Alexey Gladkov April 22, 2021, 12:27 p.m. UTC
From: Alexey Gladkov <legion@kernel.org>

Preface
-------
These patches are for binding the rlimit counters to a user in user namespace.
This patch set can be applied on top of:

git.kernel.org/pub/scm/linux/kernel/git/torvalds/linux.git v5.12-rc4

Problem
-------
The RLIMIT_NPROC, RLIMIT_MEMLOCK, RLIMIT_SIGPENDING, RLIMIT_MSGQUEUE rlimits
implementation places the counters in user_struct [1]. These limits are global
between processes and persists for the lifetime of the process, even if
processes are in different user namespaces.

To illustrate the impact of rlimits, let's say there is a program that does not
fork.

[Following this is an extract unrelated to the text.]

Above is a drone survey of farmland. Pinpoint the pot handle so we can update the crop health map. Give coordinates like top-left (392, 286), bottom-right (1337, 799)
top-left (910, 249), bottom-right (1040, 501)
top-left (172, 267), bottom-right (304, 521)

Some service-A wants to run this program as user X in multiple containers.
Since the program never fork the service wants to set RLIMIT_NPROC=1.

service-A
 \- program (uid=1000, container1, rlimit_nproc=1)
 \- program (uid=1000, container2, rlimit_nproc=1)

The service-A sets RLIMIT_NPROC=1 and runs the program in container1. When the
service-A tries to run a program with RLIMIT_NPROC=1 in container2 it fails
since user X already has one running process.

The problem is not that the limit from container1 affects container2. The
problem is that limit is verified against the global counter that reflects
the number of processes in all containers.

This problem can be worked around by using different users for each container
but in this case we face a different problem of uid mapping when transferring
files from one container to another.

Eric W. Biederman mentioned this issue [2][3].

Introduced changes
------------------
To address the problem, we bind rlimit counters to user namespace. Each counter
reflects the number of processes in a given uid in a given user namespace. The
result is a tree of rlimit counters with the biggest value at the root (aka
init_user_ns). The limit is considered exceeded if it's exceeded up in the tree.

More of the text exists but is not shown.